China’s economy grew faster than expected in the first quarter of the year, with a 5.4 per cent expansion driven by robust industrial output and domestic consumption — a performance that economists warn may prove short-lived as US tariffs begin to bite.
The stronger-than-forecast GDP figures, released by Beijing on Tuesday, showed that the world’s second-largest economy continued to defy global headwinds in the January-March period. Analysts had expected 5.1 per cent growth, making the actual outturn a welcome surprise. However, it came just weeks before a 145 per cent US tariff on Chinese goods took effect, as President Donald Trump intensifies a trade war that many fear could trigger a wider global slowdown.
The quarterly growth figure matched that of the final quarter of 2024, suggesting China had maintained economic momentum despite persistent deflationary pressures and concerns over unemployment. A rush of exports ahead of tariff deadlines contributed to the resilience, as manufacturers expedited shipments to beat the US levies.
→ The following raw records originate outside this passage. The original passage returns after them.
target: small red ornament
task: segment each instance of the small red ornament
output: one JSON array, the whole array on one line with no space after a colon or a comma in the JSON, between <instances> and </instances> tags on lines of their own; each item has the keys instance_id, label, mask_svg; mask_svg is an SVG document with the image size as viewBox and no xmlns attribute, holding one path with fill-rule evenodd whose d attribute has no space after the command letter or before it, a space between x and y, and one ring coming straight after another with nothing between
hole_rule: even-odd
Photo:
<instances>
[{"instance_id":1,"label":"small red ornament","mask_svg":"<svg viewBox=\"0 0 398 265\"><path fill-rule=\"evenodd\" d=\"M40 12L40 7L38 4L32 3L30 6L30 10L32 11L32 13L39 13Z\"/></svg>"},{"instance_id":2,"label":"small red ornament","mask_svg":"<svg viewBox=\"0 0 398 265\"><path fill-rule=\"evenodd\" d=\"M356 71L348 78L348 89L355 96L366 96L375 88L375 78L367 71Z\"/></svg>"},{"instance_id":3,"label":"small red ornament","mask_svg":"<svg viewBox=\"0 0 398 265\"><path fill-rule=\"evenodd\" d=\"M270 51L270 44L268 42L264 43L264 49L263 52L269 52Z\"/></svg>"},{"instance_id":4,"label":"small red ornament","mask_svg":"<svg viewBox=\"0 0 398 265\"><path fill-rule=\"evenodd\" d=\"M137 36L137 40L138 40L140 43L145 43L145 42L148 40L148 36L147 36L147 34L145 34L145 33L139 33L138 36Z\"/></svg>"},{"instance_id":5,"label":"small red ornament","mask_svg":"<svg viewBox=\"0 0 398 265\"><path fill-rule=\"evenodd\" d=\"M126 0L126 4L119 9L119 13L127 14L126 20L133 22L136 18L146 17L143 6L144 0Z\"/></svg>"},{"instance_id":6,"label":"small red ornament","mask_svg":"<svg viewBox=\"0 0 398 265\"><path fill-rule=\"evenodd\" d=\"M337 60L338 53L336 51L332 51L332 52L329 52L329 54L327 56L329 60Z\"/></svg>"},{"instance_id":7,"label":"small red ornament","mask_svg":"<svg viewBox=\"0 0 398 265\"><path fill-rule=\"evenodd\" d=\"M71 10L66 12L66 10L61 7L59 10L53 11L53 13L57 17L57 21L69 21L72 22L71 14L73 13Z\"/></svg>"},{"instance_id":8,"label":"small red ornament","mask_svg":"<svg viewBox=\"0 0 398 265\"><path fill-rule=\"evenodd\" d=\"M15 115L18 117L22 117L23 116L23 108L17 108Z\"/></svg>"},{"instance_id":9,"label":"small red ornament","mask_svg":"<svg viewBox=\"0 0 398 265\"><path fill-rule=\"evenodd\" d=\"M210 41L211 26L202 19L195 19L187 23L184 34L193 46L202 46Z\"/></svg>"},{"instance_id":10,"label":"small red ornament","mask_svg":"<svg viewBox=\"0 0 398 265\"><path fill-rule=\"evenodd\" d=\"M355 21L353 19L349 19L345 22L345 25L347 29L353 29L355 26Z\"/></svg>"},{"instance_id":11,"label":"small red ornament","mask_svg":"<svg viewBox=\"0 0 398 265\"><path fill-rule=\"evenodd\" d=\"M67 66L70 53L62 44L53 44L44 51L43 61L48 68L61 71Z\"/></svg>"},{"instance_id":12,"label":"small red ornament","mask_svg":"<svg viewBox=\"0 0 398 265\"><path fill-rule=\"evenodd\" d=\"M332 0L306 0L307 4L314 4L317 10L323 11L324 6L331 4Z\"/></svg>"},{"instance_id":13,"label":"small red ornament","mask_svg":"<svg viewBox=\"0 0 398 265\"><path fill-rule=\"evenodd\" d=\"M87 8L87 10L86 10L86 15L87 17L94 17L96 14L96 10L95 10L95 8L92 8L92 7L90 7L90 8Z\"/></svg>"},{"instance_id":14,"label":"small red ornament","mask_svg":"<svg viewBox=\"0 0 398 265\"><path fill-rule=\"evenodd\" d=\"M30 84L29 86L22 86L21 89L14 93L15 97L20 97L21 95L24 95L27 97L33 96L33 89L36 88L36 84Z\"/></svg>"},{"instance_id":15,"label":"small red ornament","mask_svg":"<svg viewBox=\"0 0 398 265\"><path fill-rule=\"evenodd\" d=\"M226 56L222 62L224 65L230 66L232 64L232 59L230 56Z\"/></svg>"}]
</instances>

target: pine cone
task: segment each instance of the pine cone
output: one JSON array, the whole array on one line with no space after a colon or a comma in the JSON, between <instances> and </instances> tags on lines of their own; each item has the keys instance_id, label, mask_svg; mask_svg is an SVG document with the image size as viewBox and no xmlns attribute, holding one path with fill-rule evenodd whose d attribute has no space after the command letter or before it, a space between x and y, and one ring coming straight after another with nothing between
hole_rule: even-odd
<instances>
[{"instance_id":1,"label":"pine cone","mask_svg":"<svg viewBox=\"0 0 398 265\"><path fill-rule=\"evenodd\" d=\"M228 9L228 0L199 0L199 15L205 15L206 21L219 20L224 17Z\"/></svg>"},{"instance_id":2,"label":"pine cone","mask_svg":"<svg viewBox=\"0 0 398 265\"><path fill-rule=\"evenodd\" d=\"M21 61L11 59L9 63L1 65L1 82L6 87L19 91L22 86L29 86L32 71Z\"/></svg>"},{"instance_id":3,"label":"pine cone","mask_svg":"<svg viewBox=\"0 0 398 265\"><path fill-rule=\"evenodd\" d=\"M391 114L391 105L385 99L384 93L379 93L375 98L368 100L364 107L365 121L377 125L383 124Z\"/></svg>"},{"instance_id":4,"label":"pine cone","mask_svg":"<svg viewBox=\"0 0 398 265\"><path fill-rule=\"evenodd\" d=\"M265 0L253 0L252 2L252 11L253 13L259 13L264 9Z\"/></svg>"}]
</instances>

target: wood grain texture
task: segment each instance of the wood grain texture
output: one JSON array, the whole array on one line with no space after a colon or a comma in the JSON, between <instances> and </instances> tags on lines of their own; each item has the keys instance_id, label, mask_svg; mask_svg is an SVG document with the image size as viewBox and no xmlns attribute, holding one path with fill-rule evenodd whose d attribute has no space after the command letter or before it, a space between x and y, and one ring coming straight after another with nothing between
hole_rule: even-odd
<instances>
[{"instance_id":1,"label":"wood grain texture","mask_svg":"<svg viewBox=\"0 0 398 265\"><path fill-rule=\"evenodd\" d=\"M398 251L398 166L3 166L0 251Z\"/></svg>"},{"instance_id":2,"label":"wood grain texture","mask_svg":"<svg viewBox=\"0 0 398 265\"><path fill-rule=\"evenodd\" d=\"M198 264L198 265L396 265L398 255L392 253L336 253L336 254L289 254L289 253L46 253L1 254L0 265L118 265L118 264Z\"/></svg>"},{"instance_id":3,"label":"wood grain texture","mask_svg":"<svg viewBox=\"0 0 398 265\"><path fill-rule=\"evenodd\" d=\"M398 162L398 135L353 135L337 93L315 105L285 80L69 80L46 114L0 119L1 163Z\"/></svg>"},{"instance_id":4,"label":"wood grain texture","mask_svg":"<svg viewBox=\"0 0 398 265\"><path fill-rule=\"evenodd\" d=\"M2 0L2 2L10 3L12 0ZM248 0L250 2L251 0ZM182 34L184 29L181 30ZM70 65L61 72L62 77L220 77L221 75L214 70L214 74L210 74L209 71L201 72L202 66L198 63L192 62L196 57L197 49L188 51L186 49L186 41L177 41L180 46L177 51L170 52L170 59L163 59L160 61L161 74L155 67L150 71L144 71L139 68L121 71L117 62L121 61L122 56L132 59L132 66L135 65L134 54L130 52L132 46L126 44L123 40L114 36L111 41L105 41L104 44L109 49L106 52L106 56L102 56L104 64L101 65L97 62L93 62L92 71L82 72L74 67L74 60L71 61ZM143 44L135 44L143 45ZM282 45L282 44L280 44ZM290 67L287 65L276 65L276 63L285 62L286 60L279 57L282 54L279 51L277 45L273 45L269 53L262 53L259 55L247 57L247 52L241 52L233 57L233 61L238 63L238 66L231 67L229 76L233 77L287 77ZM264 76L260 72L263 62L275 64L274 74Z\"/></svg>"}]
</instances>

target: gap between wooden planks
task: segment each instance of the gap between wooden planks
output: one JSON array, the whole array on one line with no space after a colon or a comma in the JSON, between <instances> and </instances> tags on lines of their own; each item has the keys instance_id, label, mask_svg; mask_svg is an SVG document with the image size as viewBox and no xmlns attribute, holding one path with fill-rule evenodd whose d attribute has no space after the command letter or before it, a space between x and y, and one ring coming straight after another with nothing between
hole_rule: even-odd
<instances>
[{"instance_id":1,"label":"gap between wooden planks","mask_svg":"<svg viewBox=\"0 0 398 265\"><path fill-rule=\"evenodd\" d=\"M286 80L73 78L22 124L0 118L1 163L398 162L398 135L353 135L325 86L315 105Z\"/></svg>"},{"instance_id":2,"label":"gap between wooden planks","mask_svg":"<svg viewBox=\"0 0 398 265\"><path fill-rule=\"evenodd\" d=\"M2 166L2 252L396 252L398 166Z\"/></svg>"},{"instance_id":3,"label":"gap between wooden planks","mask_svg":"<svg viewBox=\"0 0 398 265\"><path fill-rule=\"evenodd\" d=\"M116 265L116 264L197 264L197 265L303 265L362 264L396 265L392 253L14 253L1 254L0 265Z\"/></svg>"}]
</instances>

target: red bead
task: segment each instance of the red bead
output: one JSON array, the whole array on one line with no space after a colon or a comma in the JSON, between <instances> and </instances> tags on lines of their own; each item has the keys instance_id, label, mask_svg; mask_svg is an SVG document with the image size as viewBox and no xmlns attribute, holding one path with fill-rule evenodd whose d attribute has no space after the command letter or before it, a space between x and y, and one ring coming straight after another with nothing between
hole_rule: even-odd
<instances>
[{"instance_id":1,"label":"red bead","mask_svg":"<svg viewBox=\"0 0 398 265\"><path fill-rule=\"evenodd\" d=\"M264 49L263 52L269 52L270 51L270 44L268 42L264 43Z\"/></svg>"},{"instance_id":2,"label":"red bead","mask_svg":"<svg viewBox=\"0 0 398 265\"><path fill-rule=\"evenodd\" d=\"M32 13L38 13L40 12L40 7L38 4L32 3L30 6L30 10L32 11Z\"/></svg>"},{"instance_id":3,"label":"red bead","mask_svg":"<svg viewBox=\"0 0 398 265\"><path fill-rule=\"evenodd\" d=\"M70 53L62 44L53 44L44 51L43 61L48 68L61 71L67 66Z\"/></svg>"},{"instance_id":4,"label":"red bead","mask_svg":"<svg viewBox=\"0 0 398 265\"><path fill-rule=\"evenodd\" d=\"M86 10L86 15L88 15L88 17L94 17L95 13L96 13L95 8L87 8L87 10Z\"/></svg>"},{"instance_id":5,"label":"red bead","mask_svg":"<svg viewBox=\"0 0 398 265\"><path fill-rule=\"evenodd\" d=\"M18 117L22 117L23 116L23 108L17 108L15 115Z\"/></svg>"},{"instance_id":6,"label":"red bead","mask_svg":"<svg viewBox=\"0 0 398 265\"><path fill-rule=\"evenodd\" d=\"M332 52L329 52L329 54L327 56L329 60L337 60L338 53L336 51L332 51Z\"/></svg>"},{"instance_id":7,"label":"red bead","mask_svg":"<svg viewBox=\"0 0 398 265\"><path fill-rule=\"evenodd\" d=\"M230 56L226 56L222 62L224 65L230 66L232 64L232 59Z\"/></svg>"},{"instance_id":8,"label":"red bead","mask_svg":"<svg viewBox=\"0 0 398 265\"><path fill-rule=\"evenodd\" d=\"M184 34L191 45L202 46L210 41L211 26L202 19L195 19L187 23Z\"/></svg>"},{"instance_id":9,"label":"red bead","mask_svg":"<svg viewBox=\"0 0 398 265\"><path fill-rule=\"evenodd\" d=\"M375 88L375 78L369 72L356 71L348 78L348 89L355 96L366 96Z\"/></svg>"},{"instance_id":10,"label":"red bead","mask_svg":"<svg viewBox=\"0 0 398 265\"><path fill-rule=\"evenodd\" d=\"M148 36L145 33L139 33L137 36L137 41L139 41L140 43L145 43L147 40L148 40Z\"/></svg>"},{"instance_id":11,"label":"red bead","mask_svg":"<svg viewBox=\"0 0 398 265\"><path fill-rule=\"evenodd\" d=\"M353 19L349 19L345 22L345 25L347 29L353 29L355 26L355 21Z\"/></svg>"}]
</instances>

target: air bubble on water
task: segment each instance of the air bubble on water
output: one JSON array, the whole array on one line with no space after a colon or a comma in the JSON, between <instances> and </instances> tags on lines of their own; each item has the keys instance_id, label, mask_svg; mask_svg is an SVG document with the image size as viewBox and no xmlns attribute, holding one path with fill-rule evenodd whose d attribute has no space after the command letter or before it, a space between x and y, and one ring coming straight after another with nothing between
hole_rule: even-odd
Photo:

Retail sales — a key barometer of domestic consumption — rose 5.9 per cent year-on-year in March, accelerating from 4.8 per cent across January and February. Meanwhile, industrial output surged 7.7 per cent in March, up from 5.9 per cent in the first two months, as production ramped up in anticipation of new trade barriers.
“Before the tariff storms hit, China’s GDP growth likely eased but remained solid, thanks to the recovery in domestic demand,” said analysts at Societe Generale. “Overall, the GDP report should show that stimulus is working, but the support will not stop here with bigger tariff challenges ahead. The policy put is on.”